Они посмотрели друг на друга и начали смеяться над идеей такого памятника. После смерти Эдди он впервые услышал ее смех, весело забулькавший в воздухе, и Генри присоединился к ней. Они внезапно оказались беспомощны перед смехом, словно их двоих недавно выпустили из тюрьмы после длинного заключения. Захваченные таким весельем, они прижались друг к другу, упиваясь внезапным порывом радости.

— Ты сможешь это нарисовать? — спросила его мать, запинаясь, чтобы ухватить ртом воздух. — И что про это скажет Отец Лемиёкс, когда увидит биту и мяч на могиле у Эдди?

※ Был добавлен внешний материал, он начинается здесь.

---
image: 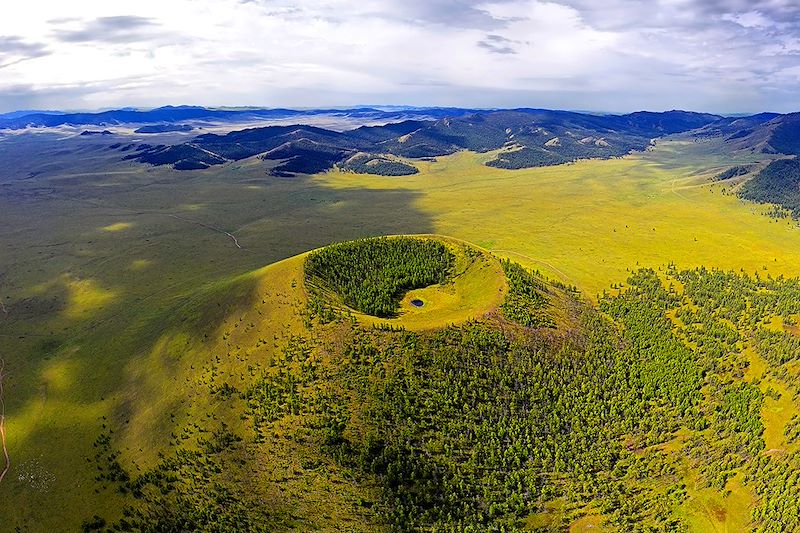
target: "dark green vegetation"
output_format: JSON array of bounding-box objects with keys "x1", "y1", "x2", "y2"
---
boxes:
[
  {"x1": 713, "y1": 165, "x2": 753, "y2": 181},
  {"x1": 86, "y1": 256, "x2": 800, "y2": 532},
  {"x1": 305, "y1": 237, "x2": 453, "y2": 317},
  {"x1": 340, "y1": 154, "x2": 419, "y2": 176},
  {"x1": 739, "y1": 159, "x2": 800, "y2": 218},
  {"x1": 501, "y1": 260, "x2": 555, "y2": 327},
  {"x1": 120, "y1": 109, "x2": 721, "y2": 176}
]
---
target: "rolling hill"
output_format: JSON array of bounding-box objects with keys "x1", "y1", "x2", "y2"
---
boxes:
[{"x1": 120, "y1": 109, "x2": 720, "y2": 175}]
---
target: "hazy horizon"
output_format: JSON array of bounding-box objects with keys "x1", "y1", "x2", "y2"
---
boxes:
[{"x1": 0, "y1": 0, "x2": 800, "y2": 114}]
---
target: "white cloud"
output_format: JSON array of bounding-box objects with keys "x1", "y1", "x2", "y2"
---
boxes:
[{"x1": 0, "y1": 0, "x2": 800, "y2": 111}]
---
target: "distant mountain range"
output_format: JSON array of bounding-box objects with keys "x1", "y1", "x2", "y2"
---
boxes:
[
  {"x1": 6, "y1": 106, "x2": 800, "y2": 188},
  {"x1": 0, "y1": 106, "x2": 474, "y2": 130},
  {"x1": 101, "y1": 108, "x2": 722, "y2": 175}
]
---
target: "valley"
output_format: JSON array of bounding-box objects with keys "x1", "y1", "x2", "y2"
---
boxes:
[{"x1": 0, "y1": 111, "x2": 800, "y2": 531}]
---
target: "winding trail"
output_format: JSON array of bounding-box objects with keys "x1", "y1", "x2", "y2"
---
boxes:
[
  {"x1": 167, "y1": 214, "x2": 244, "y2": 250},
  {"x1": 0, "y1": 359, "x2": 11, "y2": 483},
  {"x1": 491, "y1": 248, "x2": 576, "y2": 285}
]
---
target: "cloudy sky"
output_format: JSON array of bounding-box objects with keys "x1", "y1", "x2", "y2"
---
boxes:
[{"x1": 0, "y1": 0, "x2": 800, "y2": 112}]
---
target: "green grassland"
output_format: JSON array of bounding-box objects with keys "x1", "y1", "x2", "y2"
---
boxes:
[{"x1": 0, "y1": 135, "x2": 800, "y2": 531}]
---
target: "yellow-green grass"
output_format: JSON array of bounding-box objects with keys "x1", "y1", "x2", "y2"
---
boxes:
[
  {"x1": 342, "y1": 235, "x2": 508, "y2": 330},
  {"x1": 0, "y1": 135, "x2": 800, "y2": 531},
  {"x1": 744, "y1": 347, "x2": 800, "y2": 453},
  {"x1": 316, "y1": 141, "x2": 800, "y2": 296},
  {"x1": 678, "y1": 469, "x2": 756, "y2": 533}
]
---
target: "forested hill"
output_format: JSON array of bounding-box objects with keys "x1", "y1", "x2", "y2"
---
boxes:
[
  {"x1": 84, "y1": 237, "x2": 800, "y2": 533},
  {"x1": 120, "y1": 109, "x2": 721, "y2": 175}
]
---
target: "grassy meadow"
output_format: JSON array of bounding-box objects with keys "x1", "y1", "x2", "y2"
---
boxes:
[{"x1": 0, "y1": 134, "x2": 800, "y2": 531}]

Позже, когда они уже уходили с кладбища по каменной дорожке, извивающейся под их ногами, он взял ее за руку и повел на отдаленный участок, где была вскопана земля. На этом участке были детские могилы, где камни были выложены так, что все это походило на прорезавшиеся зубы маленького ребенка. Генри с матерью как-то рискнули оказаться там, но они больше ни разу туда не возвращались. Памятники были в форме ягненка, медведя Тэдди и голубя. Они были установлены на маленьких могилах. Возле этих камней были оставлены игрушки: красный пластмассовый грузовик, синий мяч, маленькая деревянная лошадь.

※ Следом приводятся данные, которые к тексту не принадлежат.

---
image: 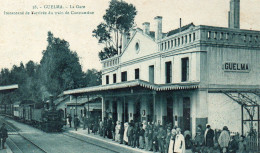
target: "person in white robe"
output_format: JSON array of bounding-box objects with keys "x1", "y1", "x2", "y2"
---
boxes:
[
  {"x1": 168, "y1": 129, "x2": 176, "y2": 153},
  {"x1": 174, "y1": 128, "x2": 185, "y2": 153},
  {"x1": 123, "y1": 122, "x2": 128, "y2": 144}
]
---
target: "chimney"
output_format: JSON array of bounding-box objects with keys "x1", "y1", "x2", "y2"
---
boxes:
[
  {"x1": 180, "y1": 18, "x2": 181, "y2": 32},
  {"x1": 228, "y1": 0, "x2": 240, "y2": 29},
  {"x1": 154, "y1": 16, "x2": 162, "y2": 41},
  {"x1": 143, "y1": 22, "x2": 150, "y2": 35}
]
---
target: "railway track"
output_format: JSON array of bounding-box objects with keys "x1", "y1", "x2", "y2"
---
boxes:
[
  {"x1": 1, "y1": 119, "x2": 47, "y2": 153},
  {"x1": 62, "y1": 133, "x2": 120, "y2": 153}
]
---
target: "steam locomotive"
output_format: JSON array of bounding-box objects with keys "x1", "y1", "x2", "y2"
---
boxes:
[{"x1": 1, "y1": 97, "x2": 66, "y2": 132}]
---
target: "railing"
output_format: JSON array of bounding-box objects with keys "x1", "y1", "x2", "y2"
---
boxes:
[{"x1": 159, "y1": 31, "x2": 198, "y2": 51}]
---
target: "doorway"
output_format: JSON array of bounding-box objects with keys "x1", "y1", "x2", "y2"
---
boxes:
[
  {"x1": 183, "y1": 97, "x2": 191, "y2": 131},
  {"x1": 112, "y1": 101, "x2": 117, "y2": 122},
  {"x1": 166, "y1": 97, "x2": 173, "y2": 125}
]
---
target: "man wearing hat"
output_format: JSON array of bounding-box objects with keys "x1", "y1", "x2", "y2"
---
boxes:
[{"x1": 204, "y1": 124, "x2": 214, "y2": 147}]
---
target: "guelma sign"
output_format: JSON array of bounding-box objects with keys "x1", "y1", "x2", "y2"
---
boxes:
[{"x1": 223, "y1": 62, "x2": 250, "y2": 72}]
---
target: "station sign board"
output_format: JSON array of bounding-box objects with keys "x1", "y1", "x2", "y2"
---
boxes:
[{"x1": 222, "y1": 62, "x2": 251, "y2": 73}]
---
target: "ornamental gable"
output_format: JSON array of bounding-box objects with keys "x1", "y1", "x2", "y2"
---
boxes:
[{"x1": 121, "y1": 31, "x2": 158, "y2": 63}]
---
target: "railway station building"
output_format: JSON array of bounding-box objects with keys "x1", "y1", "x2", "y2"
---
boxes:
[{"x1": 64, "y1": 0, "x2": 260, "y2": 134}]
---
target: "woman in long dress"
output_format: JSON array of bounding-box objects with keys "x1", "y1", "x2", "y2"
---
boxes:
[
  {"x1": 174, "y1": 128, "x2": 185, "y2": 153},
  {"x1": 124, "y1": 122, "x2": 128, "y2": 144},
  {"x1": 115, "y1": 121, "x2": 121, "y2": 142},
  {"x1": 168, "y1": 129, "x2": 176, "y2": 153}
]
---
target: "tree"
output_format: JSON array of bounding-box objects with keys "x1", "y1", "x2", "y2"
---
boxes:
[
  {"x1": 39, "y1": 32, "x2": 83, "y2": 96},
  {"x1": 92, "y1": 0, "x2": 137, "y2": 60}
]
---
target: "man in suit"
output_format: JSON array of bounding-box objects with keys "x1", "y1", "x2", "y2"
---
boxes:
[{"x1": 204, "y1": 124, "x2": 214, "y2": 147}]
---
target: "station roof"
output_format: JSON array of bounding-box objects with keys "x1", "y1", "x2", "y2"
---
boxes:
[
  {"x1": 0, "y1": 84, "x2": 18, "y2": 92},
  {"x1": 63, "y1": 80, "x2": 199, "y2": 95},
  {"x1": 66, "y1": 97, "x2": 101, "y2": 106}
]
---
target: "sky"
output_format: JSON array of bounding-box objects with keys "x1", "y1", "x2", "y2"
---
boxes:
[{"x1": 0, "y1": 0, "x2": 260, "y2": 71}]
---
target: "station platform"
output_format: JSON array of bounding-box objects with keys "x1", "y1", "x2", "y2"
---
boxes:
[
  {"x1": 0, "y1": 145, "x2": 13, "y2": 153},
  {"x1": 64, "y1": 126, "x2": 192, "y2": 153}
]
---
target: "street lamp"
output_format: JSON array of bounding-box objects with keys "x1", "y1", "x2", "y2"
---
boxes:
[{"x1": 88, "y1": 95, "x2": 90, "y2": 134}]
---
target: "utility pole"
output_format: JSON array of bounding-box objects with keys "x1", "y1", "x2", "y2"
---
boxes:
[{"x1": 88, "y1": 95, "x2": 90, "y2": 134}]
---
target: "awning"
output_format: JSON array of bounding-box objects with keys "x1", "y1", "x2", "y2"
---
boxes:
[{"x1": 63, "y1": 80, "x2": 199, "y2": 95}]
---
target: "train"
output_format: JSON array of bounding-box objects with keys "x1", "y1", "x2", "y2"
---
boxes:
[{"x1": 0, "y1": 98, "x2": 66, "y2": 132}]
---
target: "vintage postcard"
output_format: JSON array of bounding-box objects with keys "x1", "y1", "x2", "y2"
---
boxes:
[{"x1": 0, "y1": 0, "x2": 260, "y2": 153}]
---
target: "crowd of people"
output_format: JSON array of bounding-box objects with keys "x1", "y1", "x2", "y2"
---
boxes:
[{"x1": 67, "y1": 118, "x2": 246, "y2": 153}]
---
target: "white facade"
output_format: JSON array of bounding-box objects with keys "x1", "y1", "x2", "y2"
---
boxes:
[{"x1": 102, "y1": 18, "x2": 260, "y2": 135}]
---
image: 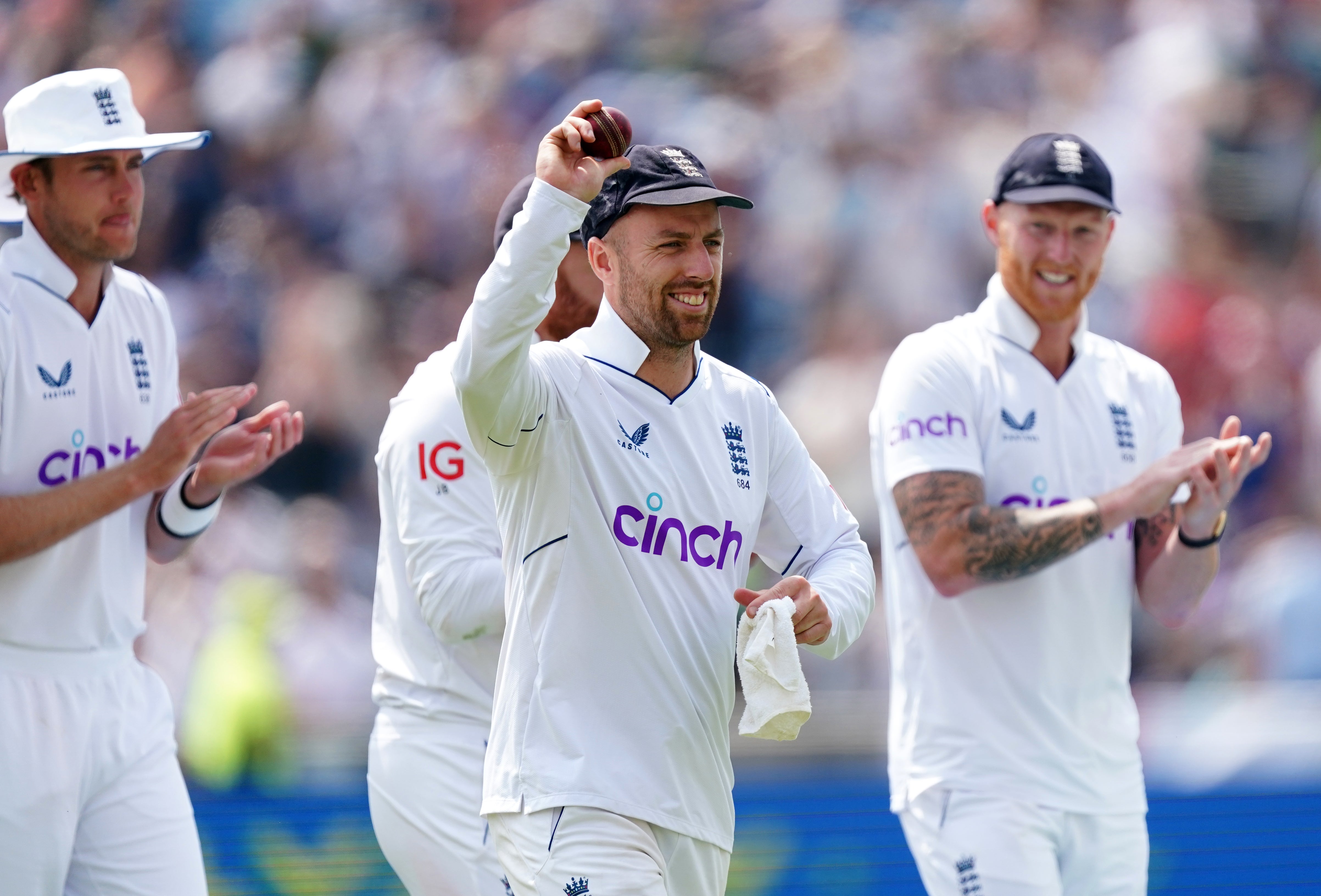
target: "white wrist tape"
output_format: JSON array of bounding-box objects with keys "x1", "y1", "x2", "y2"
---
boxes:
[{"x1": 156, "y1": 464, "x2": 223, "y2": 538}]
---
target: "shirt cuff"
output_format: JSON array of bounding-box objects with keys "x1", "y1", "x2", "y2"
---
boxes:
[{"x1": 527, "y1": 177, "x2": 592, "y2": 223}]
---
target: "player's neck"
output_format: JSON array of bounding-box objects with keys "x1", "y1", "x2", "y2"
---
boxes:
[
  {"x1": 636, "y1": 342, "x2": 696, "y2": 400},
  {"x1": 1032, "y1": 309, "x2": 1082, "y2": 379},
  {"x1": 28, "y1": 214, "x2": 111, "y2": 325}
]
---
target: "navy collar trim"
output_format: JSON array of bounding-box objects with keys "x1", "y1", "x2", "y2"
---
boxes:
[{"x1": 583, "y1": 353, "x2": 703, "y2": 404}]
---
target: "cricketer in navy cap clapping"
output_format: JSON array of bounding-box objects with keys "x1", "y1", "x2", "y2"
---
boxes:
[
  {"x1": 872, "y1": 133, "x2": 1271, "y2": 896},
  {"x1": 0, "y1": 69, "x2": 302, "y2": 896},
  {"x1": 455, "y1": 101, "x2": 876, "y2": 896}
]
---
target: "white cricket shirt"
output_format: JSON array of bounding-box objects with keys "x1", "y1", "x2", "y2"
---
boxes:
[
  {"x1": 455, "y1": 180, "x2": 874, "y2": 850},
  {"x1": 871, "y1": 276, "x2": 1184, "y2": 813},
  {"x1": 0, "y1": 219, "x2": 178, "y2": 671},
  {"x1": 371, "y1": 344, "x2": 505, "y2": 725}
]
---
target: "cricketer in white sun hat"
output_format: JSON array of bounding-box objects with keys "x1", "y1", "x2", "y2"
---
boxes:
[{"x1": 0, "y1": 69, "x2": 211, "y2": 222}]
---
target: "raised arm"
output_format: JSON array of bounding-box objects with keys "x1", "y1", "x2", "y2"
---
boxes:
[
  {"x1": 1133, "y1": 416, "x2": 1271, "y2": 628},
  {"x1": 455, "y1": 101, "x2": 629, "y2": 472},
  {"x1": 894, "y1": 432, "x2": 1269, "y2": 602}
]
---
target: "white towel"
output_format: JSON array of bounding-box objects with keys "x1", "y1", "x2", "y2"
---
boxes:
[{"x1": 737, "y1": 597, "x2": 812, "y2": 740}]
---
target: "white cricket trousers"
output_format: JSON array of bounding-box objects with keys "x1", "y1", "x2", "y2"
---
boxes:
[
  {"x1": 900, "y1": 788, "x2": 1149, "y2": 896},
  {"x1": 0, "y1": 654, "x2": 206, "y2": 896},
  {"x1": 487, "y1": 806, "x2": 729, "y2": 896},
  {"x1": 367, "y1": 707, "x2": 510, "y2": 896}
]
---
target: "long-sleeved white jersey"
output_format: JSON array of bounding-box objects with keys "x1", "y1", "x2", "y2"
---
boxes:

— Если отец Лемиёкс позволил на могиле ягненка или медведя Тедди, то, возможно, он не будет возражать против биты и мяча, — сказал Генри.

— То, что он думает, не имеет никакого значения, — сказала мать. — Если мы хотим, чтобы у Эдди были мяч и бита, то они у него будут.

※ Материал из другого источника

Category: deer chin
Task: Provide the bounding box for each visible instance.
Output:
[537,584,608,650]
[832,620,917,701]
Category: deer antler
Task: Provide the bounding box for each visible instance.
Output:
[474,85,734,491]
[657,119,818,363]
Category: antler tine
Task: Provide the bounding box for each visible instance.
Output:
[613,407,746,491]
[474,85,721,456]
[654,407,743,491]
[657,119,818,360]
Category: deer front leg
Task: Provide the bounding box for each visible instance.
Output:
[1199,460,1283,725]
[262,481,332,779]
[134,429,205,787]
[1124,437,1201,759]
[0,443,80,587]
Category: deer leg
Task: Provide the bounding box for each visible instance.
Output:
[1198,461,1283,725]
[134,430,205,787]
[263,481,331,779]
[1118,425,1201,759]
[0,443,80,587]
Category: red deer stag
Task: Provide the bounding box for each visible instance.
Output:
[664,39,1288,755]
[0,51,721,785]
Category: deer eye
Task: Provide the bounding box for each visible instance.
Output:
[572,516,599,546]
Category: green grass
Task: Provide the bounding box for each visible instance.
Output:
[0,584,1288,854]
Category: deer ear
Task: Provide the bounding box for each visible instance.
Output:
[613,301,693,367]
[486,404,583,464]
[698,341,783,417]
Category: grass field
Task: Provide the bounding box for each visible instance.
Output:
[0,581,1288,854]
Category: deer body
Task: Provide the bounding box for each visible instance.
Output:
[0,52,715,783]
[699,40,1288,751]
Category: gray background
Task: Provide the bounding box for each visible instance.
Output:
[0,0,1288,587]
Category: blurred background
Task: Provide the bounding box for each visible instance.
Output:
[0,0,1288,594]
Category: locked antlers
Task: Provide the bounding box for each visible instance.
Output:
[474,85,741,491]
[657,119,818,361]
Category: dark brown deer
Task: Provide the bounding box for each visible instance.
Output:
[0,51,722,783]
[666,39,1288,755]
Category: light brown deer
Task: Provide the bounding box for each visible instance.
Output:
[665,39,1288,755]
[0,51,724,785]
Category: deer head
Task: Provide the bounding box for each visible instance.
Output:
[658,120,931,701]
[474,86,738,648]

Генри хотел обнять ее руками, но отказал себе в этом. Он побоялся, что она оттолкнет его, что уже иногда бывало, когда она была утомлена и раздражена, или, может быть, ей было одиноко без Эдди.

---------

В затишье под конец дня, между наплывами покупателей (они всегда приходили и уходили все сразу — толпой) мистер Хирстон часто жаловался на жизнь. В один из таких моментов Генри подошел к нему, когда тот стоял, как обычно, у окна со своими кислыми комментариями, адресованными прохожим.

— Вам что-нибудь известно о памятниках, мистер Хирстон? — спросил Генри.

— О каких памятниках? — рассеянно спросил тот, все еще пялясь в окно.

— О памятниках на кладбище.

Бакалейщик посмотрел на Генри в узкие щелки глаз и спросил:

— Что, все о памятниках, или это повод, чтобы на минуту отдохнуть от работы?

От усердия его щеки налились кровью. Генри схватил метлу и начал изо всех сил мести, хотя весь пол уже был чистым.

— Ладно, ладно, — хлопнул в ладоши мистер Хаирстон. — Положи метлу. Уборка чистого пола — пустая трата сил, лучше потрать их на что-нибудь другое… Я теперь вспомнил: твой брат умер, и памятник нужен для него, правильно? — в его тоне не звучало никаких извинений или сожалений.

Кивнув, Генри сказал:

— Мы с матерью думаем о памятнике над его могилой, и действительно хотим, чтобы он был, но сейчас нам приходится экономить, ведь сразу нам не расплатиться, — о чем, конечно, думать было бы неприятно, тем более говорить вслух.